There are few things in love that are as romantic as expressing your emotions in song. Many women find it incredibly flattering to receive a late-night serenade from their beloved. (Though it's not always appropriate to take the guitar-outside-her-bedroom-window approach -- especially if her bedroom is in her fifth-floor apartment.)
It doesn't matter if your voice is less than perfect; it's the thought that counts.
Just be careful what you sing.
Sometimes, what you think is a love song turns out to be something else altogether. Consider the 1983 Police hit "Every Breath You Take." Between its gentle melody and such lyrics as, "Oh, can't you see/You were meant for me," many listeners took it to be an incredibly romantic expression of love. Some couples even declared it "their" song.
All of which appalled Sting, the man who wrote and sang the tune. As he told Christopher Connelly in Rolling Stone, the relationship its lyrics describe is hardly a healthy one.
"I consider it a fairly nasty song," he said. "It's about surveillance and ownership and jealousy." In other words, when he croons, "I'll be watching you," he means it in the Big Brother sense.
Nor is "Every Breath You Take" the only nasty song lovers have mistakenly assumed to be nice. There probably isn't an Alison in the world who hasn't been serenaded at some point with the Elvis Costello song "Alison."
And they should each pray that the lad just didn't know what he was singing.
Why? Because, basically, what the protagonist is singing about in "Alison" is wanting to kill a girl who never loved him. Sure, the melody is gentle enough, but the lyrics are psycho-level sinister. For instance, in the second verse, where the guy is going on about how he can't stand to see her that way, the line "I think somebody better put out the big light" isn't referring to overhead illumination.
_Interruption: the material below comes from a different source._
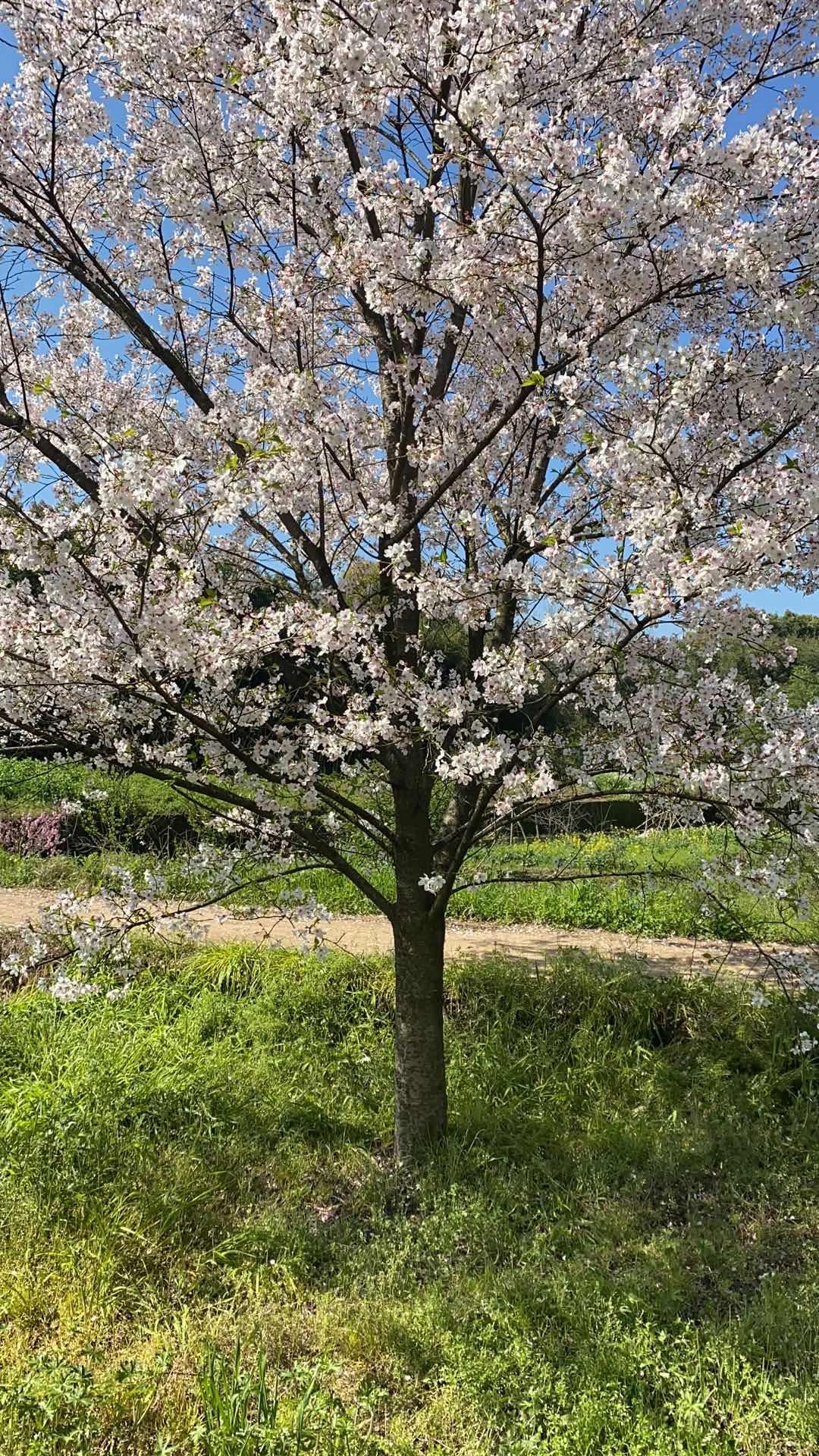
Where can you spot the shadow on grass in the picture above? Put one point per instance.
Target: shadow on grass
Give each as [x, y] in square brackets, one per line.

As for the chorus -- "Alison, I know this world is killing you/Alison, my aim is true" -- what our hero is really saying is that rather than let the world grind her down, Alison should let him get it over with quickly. When he says "aim," he's talking marksmanship.
New wave songs, though, are full of perverse romance, from such stalker anthems as Blondie's "One Way or Another" ("I'm gonna getcha getcha getcha getcha," remember?) to sexual-orientation insults like Josie Cotton's "Johnny, Are You Queer?" (which suggests he must be gay if he doesn't want to love her). In fact, after grooving to the likes of Joy Division's "Love Will Tear Us Apart," Soft Cell's "Tainted Love" and the Smiths' "Girlfriend in a Coma," it's a wonder new wavers managed to date at all.
But classic rock also has its share of Love Songs That Aren't. One of the greats has to be Eric Clapton's 1977 ballad, "Wonderful Tonight."
Sweet and slow, it starts off with the protagonist and his beloved about to head out to a party. Zipping up her dress, she turns and asks how she looks, to which he replies, "Darling, you look wonderful tonight."
So far, so good. At the party, he notices how everyone is impressed that he has such a beauty on his arm. Then he begins to think that she has no idea how much he loves her -- and apparently starts drinking. By the last verse, she has to drive him home and put him to bed, at which point he once again slurs, "Darling, you were wonderful tonight."
OK, so he's an insecure lush, and she's gorgeous. Sounds like a match made in heaven to me.
Being fooled by what seems to be a love song isn't unique to the rock era, as there are quite a few standards that couch their compliments in less-than-endearing terms.
For example, did you ever take a close look at the Rogers and Hart classic, "My Funny Valentine"? Although it's meant as a statement of devotion, it's hard to imagine the man or woman who would be flattered if they gave the words any thought.
Take the bridge. "Is your figure less than Greek?" asks the song. Translation: You're flabby, if not outright lumpy. "Is your mouth a little weak?" Translation: You've got a recessive chin, too. "When you open it to speak, are you not smart?" Translation: You say some really stupid things.
(Joe Cocker continued this line of left-handed compliments in 1975, with "You Are So Beautiful," a song which seems to say, "The rest of the world may think you're homely, but I like the way you look." A real Hallmark moment, that.)
Perhaps the all-time greatest don't-know-why-I-love him number is "Bill," from the Jerome Kern classic, "Show Boat." Intended to explain how a beautiful woman ended up falling for an average guy, it ends up over-selling his shortcomings. As enumerated in the third verse, Bill can't play sports, can't sing, isn't tall, slim or good-looking, and can't even dress well.
Somehow, I doubt Bill would have wanted any of that on a valentine.